Memang, motivasi utama atau tujuan utama dari bisnis adalah memperoleh laba. Yang ingin diatur dalam etika bisnis dalam profesi adalah memperoleh laba dengan cara yang benar. Yang dimaksud dengan cara yang benar di sini adalah cara yang etis. Karena banyak bisnis yang berorientasi laba, dalam proses memperoleh labanya, menggunakan cara yang bertentangan dengan nilai-nilai budaya dan martabat kemanusiaan. Hal ini dipandang sebagai cara yang tidak etis.
Praktik bisnis merupakan aktivitas utama masyarakat yang seharusnya didukung oleh perilaku baik dan bila perlu terdapat code of conduct agar aktivitas ini bersih dari segala hal yang dapat mengganggu. Etika bisnis sangat penting mengingat dunia usaha tidak lepas dari elemen-elemen lainnya. Keberadaan usaha pada hakikatnya adalah untuk memenuhi kebutuhan masyarakat. Bisnis tidak hanya mempunyai hubungan dengan orang-orang maupun badan hukum sebagai pemasok, pembeli, penyalur, pemakai dan lain-lain.
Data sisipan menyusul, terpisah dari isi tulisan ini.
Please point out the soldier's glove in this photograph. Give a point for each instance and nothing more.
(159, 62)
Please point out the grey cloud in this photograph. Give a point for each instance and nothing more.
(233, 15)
Nilai-nilai (values) adalah standar kultural dari perilaku yang diputuskan sebagai petunjuk bagi pelaku bisnis dalam mencapai dan mengejar tujuan. Dengan demikian, pelaku bisnis menggunakan nilai-nilai dalam pembuatan keputusan secara etik apakah mereka menyadarinya atau tidak. Semakin lama, manajer bisnis ditantang meningkatkan sensitivitas mereka terhadap permasalahan etika. Mereka menekankan pada evaluasi secara kritis prioritas nilai-nilai mereka untuk melihat bagaimana ini pantas dengan realitas dan harapan organisasi dan masyarakat.
Paradigma etika dan bisnis adalah dunia yang berbeda sudah saatnya dirubah menjadi paradigma etika terkait dengan bisnis atau mensinergikan antara etika dengan laba. Justru di era kompetisi yang ketat ini, reputasi perusahaan yang baik yang dilandasi oleh etika bisnis merupakan sebuah competitive advantage yang sulit ditiru. Oleh karena itu, perilaku etika penting diperlukan untuk mencapai sukses jangka panjang dalam sebuah bisnis.